2年生になって、変わったことが、ひとつある。
救急救命サークルの主務を務めるようになったのだ。しかし慣れない仕事に、毎日が走っているみたいだった。
授業の合間に会計の報告をまとめて、講習会の会場を押さえて、救急用品の在庫を確認して。

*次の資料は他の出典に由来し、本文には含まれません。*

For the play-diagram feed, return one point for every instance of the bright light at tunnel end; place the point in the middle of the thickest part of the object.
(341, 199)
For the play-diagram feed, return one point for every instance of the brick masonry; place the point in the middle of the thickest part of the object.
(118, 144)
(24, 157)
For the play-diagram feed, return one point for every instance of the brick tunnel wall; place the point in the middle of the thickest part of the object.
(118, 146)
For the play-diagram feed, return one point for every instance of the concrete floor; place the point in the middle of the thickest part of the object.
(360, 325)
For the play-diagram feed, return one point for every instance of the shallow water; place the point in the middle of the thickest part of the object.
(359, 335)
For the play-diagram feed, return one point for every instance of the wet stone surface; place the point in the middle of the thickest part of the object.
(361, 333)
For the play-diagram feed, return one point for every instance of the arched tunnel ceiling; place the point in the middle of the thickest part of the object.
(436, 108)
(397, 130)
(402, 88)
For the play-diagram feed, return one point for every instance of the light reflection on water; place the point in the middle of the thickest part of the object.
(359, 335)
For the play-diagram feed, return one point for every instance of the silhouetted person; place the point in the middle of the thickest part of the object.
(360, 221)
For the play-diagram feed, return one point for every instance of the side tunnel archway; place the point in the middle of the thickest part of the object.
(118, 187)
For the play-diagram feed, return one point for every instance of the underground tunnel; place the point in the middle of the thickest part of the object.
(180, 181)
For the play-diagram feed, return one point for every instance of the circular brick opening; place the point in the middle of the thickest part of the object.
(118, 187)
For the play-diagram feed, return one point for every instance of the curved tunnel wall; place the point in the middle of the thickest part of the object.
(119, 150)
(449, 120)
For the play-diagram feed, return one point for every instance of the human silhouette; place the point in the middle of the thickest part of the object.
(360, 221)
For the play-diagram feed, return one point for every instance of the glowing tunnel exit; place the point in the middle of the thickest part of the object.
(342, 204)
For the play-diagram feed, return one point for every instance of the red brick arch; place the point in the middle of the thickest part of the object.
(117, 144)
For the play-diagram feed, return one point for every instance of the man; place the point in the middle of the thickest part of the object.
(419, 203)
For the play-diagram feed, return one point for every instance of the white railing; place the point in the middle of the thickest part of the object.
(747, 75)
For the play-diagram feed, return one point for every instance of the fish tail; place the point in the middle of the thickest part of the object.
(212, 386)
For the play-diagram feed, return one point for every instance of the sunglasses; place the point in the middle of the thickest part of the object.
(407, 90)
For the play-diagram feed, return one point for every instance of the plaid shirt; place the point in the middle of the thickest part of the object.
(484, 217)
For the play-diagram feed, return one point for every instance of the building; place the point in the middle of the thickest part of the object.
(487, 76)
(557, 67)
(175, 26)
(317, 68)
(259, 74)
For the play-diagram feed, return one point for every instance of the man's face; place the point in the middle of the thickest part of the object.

バイトは減らしてもらったけど、その分サークルの仕事に全部埋め尽くされる。
「桜さん、次の講習会の資料、まだっすよね?」
後輩が覗き込んでくる。
「……今日中にやるから」
笑顔を作ったけれど、頬が引きつっているのが自分でもわかる。
(大丈夫、大丈夫……私がやらなきゃ)
パソコンに打ち込む指が震えていた。
けれど止めたら、全部崩れてしまう気がして、手を止められなかった。
バイトも、サークルも、授業も、
――どれも中途半端になっている気がした。
資料を作っていても、誤字に気づけない。後輩の質問に答えながら、次の会議の予定が頭から抜けている。
小さな失敗が積み重なって、自分に呆れる。
(どうして……こんなにキャパがないんだろう)
スマホにふと映るSNSのタイムライン。
「今日も当直」「外来終わらず」「研究データ処理に追われてる」「緊急呼び出し入った」
――日向さんの忙しさを、私は知っている。
あの人は、患者を相手にして、研究に追われて、それでも淡々と働き続けている。
同じ「忙しい」なのに。
(比べものにならない。日向さんに比べたら、私は……何もこなせてない)
胸がじわりと熱くなり、俯いた視界が滲む。
笑顔で「大丈夫」って言いながら、内心では自分を責めるばかり。
「桜。無理すんな」
短く届いたメッセージに、息が詰まった。
どうしてだろう。
ほんの一言なのに――悔しくて、情けなくて、それでも救われてしまう自分がいた。